2.4 Gas and Steam Micro-turbines (MT)
Micro-turbines extend combustion turbine technology to smaller scales. They are primarily fuelled with natural gas, but they can also operate with diesel, landfill gas, ethanol, gasoline, propane, hydrogen, and other bio-based liquid and gaseous fuels.
In comparison to internal combustion engines, they offer a number of advantages such as more compact size, lower weight, shorter delivery time, smaller number of moving parts, and lower vibration and lower noise, with minimum maintenance requirements [maintenance costs are in the €0.006–0.01/kWh range (Onovwiona and Ugursal 2006)]. Additionally, micro-turbines have a significant advantage over reciprocating internal combustion engines in terms of emissions : current expectations for NOx emissions from micro-turbines are already below those of ICEs. However, in the lower power ranges, micro-turbines have a lower overall efficiency (up to 80 %) when compared to reciprocating internal combustion engines. Their limitations are mainly due to high first-capital costs and a relatively short life. Other issues include relatively low electrical efficiency and sensitivity of efficiency to changes in ambient conditions. This technology has only recently been commercialized and is offered by a small number of suppliers. The electric capacity of micro-turbines currently on the market is usually 25 kWel or above.
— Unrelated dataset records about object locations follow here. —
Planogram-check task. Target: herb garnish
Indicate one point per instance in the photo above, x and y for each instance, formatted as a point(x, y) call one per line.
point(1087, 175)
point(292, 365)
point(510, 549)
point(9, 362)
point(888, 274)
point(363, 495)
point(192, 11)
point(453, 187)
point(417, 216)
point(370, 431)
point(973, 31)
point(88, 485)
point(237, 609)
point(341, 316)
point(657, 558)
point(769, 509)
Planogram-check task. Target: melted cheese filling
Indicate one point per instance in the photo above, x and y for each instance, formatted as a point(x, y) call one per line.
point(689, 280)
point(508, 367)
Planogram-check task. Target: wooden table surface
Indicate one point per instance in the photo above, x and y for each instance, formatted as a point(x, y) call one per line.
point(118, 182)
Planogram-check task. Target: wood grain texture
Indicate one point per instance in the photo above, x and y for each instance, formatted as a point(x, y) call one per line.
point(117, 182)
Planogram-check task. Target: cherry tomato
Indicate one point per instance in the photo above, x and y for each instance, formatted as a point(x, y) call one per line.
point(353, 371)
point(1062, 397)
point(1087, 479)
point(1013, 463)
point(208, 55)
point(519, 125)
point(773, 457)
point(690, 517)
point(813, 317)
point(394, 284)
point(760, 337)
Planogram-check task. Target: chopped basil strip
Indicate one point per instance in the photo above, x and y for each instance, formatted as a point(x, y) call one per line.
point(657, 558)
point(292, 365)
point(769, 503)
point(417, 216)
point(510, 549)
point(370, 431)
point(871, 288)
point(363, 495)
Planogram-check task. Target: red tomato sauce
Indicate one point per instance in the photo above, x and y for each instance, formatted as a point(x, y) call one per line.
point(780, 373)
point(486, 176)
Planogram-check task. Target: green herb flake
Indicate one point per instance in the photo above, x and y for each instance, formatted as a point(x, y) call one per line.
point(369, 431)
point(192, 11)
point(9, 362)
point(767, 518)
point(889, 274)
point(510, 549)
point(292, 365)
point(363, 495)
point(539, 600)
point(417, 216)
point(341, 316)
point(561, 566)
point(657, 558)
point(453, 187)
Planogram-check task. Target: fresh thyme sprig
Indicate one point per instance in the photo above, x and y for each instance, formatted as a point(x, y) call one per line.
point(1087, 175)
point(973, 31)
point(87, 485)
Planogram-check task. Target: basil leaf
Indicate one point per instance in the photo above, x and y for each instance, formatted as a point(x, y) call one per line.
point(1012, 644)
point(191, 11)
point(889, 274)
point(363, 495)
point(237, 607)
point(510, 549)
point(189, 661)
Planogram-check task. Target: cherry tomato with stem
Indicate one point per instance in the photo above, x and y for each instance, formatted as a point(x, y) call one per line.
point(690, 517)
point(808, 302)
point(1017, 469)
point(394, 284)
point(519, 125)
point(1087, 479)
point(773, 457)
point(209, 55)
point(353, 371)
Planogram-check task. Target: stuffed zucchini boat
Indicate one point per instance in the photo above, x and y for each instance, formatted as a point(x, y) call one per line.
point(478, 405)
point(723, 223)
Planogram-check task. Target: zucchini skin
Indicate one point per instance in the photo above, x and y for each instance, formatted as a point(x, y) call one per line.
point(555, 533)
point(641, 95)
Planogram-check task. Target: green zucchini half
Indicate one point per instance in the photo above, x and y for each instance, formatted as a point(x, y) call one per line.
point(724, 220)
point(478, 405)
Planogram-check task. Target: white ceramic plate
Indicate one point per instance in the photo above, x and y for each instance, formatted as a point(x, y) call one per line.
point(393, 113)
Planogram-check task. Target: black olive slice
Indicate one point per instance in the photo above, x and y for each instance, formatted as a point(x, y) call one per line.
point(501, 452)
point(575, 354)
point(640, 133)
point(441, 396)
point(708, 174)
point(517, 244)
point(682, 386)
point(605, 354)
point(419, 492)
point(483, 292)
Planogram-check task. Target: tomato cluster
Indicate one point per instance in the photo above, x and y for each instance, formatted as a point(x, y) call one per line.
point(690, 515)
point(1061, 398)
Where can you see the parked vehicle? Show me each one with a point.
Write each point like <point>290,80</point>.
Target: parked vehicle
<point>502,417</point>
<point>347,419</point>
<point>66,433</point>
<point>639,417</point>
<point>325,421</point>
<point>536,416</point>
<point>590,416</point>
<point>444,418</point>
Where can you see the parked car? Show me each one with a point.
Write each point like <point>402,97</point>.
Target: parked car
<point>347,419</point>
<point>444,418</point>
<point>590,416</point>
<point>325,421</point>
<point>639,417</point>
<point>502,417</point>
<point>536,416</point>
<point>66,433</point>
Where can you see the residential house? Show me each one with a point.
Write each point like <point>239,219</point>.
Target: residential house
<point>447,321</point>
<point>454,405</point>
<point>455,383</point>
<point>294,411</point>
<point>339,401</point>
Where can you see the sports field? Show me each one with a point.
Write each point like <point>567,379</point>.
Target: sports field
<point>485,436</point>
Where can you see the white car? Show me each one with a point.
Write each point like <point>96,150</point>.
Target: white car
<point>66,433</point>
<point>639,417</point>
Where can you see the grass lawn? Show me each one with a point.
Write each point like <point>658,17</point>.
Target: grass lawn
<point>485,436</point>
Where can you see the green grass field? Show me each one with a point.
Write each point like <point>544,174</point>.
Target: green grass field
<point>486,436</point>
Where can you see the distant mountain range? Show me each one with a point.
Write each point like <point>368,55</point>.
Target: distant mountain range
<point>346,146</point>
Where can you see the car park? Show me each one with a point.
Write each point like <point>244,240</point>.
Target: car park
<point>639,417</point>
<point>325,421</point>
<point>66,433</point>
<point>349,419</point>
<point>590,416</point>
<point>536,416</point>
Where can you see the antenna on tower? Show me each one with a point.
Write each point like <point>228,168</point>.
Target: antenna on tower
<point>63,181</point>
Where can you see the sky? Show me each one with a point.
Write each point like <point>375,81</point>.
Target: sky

Research is ongoing for systems with capacities less than 25 kWel, which will be suitable for single-family residential buildings.
Table 15.5 describes the main MT-based micro-cogeneration units available on the market (with electric output lower than 15 kWel) in terms of electric output, thermal output, electricity efficiency (ratio of electric power to fuel input power), overall efficiency (sum of electric and thermal efficiencies), fuel, weight, dimensions and noise level based on manufacturer nominal data.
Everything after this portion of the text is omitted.